Diatom sedimentary ancient DNA metabarcoding from the continental slope of Kamchatka. SO201-2-12KL_diat_sedaDNA

In this study we use sedimentary ancient DNA metabarcoding from the Kastenlot core SO201-2-12KL which was retrieved from the continental slope of Kamchatka near Kronotsky Peninsula (subarctic North Pacific) from which we collected 54 samples. Total DNA was extracted from approximately 4ml sediment per sample. Each extraction batche was composed of 9 samples and one extraction blank. Total DNA was concentrated and diluted to 3 ng/µl.
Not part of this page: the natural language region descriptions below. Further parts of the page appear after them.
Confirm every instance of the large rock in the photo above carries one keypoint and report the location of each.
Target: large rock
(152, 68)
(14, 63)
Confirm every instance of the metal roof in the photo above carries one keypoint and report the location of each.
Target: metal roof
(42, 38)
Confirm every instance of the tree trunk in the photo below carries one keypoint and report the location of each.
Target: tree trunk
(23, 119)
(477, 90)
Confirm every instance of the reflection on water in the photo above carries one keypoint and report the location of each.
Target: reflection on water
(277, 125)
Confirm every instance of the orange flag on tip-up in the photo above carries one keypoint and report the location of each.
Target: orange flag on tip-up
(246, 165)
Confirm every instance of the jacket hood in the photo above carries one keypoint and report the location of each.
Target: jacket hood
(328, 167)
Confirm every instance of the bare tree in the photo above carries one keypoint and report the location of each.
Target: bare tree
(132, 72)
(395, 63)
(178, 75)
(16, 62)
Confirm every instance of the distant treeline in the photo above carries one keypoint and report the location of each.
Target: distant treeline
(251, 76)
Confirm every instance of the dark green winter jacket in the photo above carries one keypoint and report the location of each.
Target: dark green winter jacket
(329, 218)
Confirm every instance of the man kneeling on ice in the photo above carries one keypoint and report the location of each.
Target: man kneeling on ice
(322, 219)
For each batch we performed PCRs in triplicates including a PCR no template control (NTC). We amplified a diatom-specific, 76 bp long part of the rbcL gene with tagged primers Diat_rbcL_705F (AACAGGTGAAGTTAAAGGTTCATAYTT) and Diat_rbcL_808R (TGTAACCCATAACTAAATCGATCAT). The PCR-products were purified and pooled in equal concentrations. The sequencing library was prepared with the Mid Output kit v. 2 according to the Fasteris Metafast protocol for low complexity amplicon sequencing and checked by qPCR. The library was sequenced (2 x 150 bp, paired-end) on the Illumina NextSeq 500 at the Fasteris SA sequencing service (Switzerland). Here, we provide the reads with our tagged primers removed for all sequenced PCR-products including extraction blanks and NTCs.The sample names are composed as follows: Depth_cm_PCRproductID_forwardTag_reverseTag_trimmed. The PCRproductID contains the experiment number (e.g. HZ250P) so that negative controls can be associated with the samples of the corresponding PCR run. We trimmed the forward and reverse tagged-primers, so only the amplicon remains.